Not clear whether censorship (even well-meaning) produces healthier kids, but
it won't be long before it produces an unhealthy software ecosystem. There are
too many different users & use-cases for apps to be accessed usefully through
a single storefront.

Even with recommendation engine magic, I'm not seeing what I should be seeing.

The worst outcome of bad app-store management is the decline of paid apps.
This is terrible for developers but isn't even good for apple (who gets a cut
of the pie). Seems clear they have no idea what they're doing vs, for example,
steam -- valve has done a great job of cultivating non-free software.

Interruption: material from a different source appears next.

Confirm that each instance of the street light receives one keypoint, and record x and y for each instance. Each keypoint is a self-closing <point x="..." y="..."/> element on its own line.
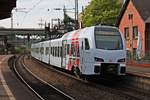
<point x="12" y="20"/>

Also worth noting -- the penis is the reason we don't have a lego MMO.
[http://www.eurogamer.net/articles/2015-06-01-lego-mmo-
develo...](http://www.eurogamer.net/articles/2015-06-01-lego-mmo-development-
dogged-by-dong-detection-software). Either UGC is really tricky or we should
stop caring.

------
themartorana
I hate that Apple assigns itself as morality police. Hey Apple - ya know how
you don't want the FBI all up in your shit? Yeah, same thing.

Edit: I get, to a degree, not approving an official RedTube app, but blocking
a general content browser, especially one with access to huge amounts of
legitimate non-porn content, is ridiculous.

Edit 2: wait, the official app gets a pass? How is this a thing?

Edit 3: forgive my incoherent ramblings.

------
J_Darnley
Oh dear. Are they going to pull their browser too? That might access that very
same content.

------
foxyv
When you buy Apple stuff, you are also buying Apple ideas. Part of that is the
idea that Apple controls your phone or computer to make sure that you have an
Apple experience. You are giving up power to Apple to make choices for you.
This is why, despite having many friends with Apple stuff and knowing how
great it is, I will probably never own Apple again. I hate giving up my right
to choose how I use the stuff I own.

------
cloudjacker
How the fuck does Tumblr say on the app store?